I didnt know if i'd see her on the day she left me. We were already apart but remained in touch - it was a confusing situation, especially for me, you can count on that. Today however she was moving out and i had no idea how this was affecting her, how seeing me would affect her or if she cared.

I sent her a message last night asking if she wanted to say goodbye which to my 'delight' was ignored (the future would tell that she had fallen asleep due to the time that i sent it at) and i assumed had given me one of 2 answers 'it would be too hard' or 'i cant be bothered'. I would never know which but I would however know she did not want to see me anymore whereas i could (at least for the preset) not stop thinking of her. I continued to set an alarm for this morning to wake myself and her up to be the gentlemen I am and indeed to get my answer, as hard as it may be. I was willing to accept it as I was starting to move on and accept the innevitable, things were just progressing much slower than i had anticipated.
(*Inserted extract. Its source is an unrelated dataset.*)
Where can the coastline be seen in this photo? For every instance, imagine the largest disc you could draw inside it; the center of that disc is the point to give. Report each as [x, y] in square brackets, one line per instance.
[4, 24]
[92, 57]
I awoke to a phone call her name showed up on the screen and she requested a quick goodbye now rather than immediately before she left. Being the person I am I was not going to turn this request down, I would even go on to offer to hel with her luggage would she need it!
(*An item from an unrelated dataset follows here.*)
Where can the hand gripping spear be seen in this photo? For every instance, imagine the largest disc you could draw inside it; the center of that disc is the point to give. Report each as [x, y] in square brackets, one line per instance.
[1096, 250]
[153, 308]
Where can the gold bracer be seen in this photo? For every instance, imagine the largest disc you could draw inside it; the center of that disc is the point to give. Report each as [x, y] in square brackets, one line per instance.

We spoke about how things had ended, how she didnt want to go but about how i didnt want her to go for different reasons, there were a few ties i was conviced i could see her looking back at me like i must have been looking at her; longingly, like i'd never find anyone quite the same, wishing it had never gone wrong and still having those strong feelings. I wanted to kiss her, i almost did but i couldn't risk everything we've salvaged. Maybe i should have been bolder, there are times I wish i could have been but we were both upset, maybe for the same reasons, maybe for different ones and she was starting a new job tonight. I put her first. I dont hate myself for that but I hate that I seem to not be able to place any blame anywhere else, all my anger is taken out on me.

It is getting easier, but every time it gets hard again i slip a little, I do feel more confident, I dont think about her all the time now but only because i know she must never think about me.

Im not young and naive, I'm old enough to know that the phrase 'It's better to have love and lost than never to have loved at all' is a lot of crap, no one needs to go through this pain. If i knew this was at the other side, i'd rather to have never loved at all.

Now i need to finish getting through the pain, It might be easier now that i know i won't see her all the time but thats what the next few days, weeks and months will till me i guess.